As long as you do not set the target speeds too high, the system will normally exceed them.

What if there is not enough speed to meet the targets?
If the target speeds together exceed the licensed speed, the speed distribution mechanism changes to avoid that overly greedy tasks take all the available speed and leave nothing for other tasks. In this case it works as follows:

  1. Small ones go first. The server first looks at how much speed the tasks would each get if the speed were equally distributed. Any task that has a target speed that is equal to or less than the target speed with an equal distribution is immediately assigned the target speed.
  2. Any unused speed will then be used to try to satisfy the “greedy tasks”.

Example

Take, for example, a PReS Connect installation that has 4 output engines and can therefore run 4 print output creation tasks in parallel at most. PReS Connect has a licensed speed of 10,000 PPM. With these numbers, target speeds up to 2500 PPM can always be achieved. Now suppose that the system is usually running many small tasks that must go directly to a 50 PPM office printer, and a few large tasks each day. A target speed for small jobs of 50 PPM will get them delivered on time. This could lead to setting the target speed for large jobs to 9000 PPM, which can easily be met even when 3 small jobs are running:

  • When 2 small tasks run in parallel with 1 large task, each can get their target speed, and the remaining unused speed is divided proportionally with a 1:180 ratio, resulting in 55 PPM for the small tasks, and 9890 PPM for the large task.

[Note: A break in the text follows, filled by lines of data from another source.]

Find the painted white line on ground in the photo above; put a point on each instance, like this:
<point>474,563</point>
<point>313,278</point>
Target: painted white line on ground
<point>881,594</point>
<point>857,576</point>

However, if 2 large jobs start at the same time, giving 9000 PPM to both is impossible, because this would exceed the licensed speed. In this scenario, any task with a target speed of 2500 PPM or less will get that target speed. Tasks that have a target speed above 2500 PPM, will get at least that 2500 PPM:

  • When 2 small tasks and 2 large tasks run in parallel, the small tasks get their target speed of 50 PPM, while the large tasks each get 4950 PPM instead of the target speed of 9000 PPM.

When setting the target speed, keep in mind that:

  • Some tasks may never reach the target speed, since the output speed also depends on the content to process, and on what needs to be done with it.
  • If the target speeds are not too “greedy”, tasks will usually run faster than their target speed.
  • There is no need to be precise. It is unlikely that a task will run at exactly the target speed.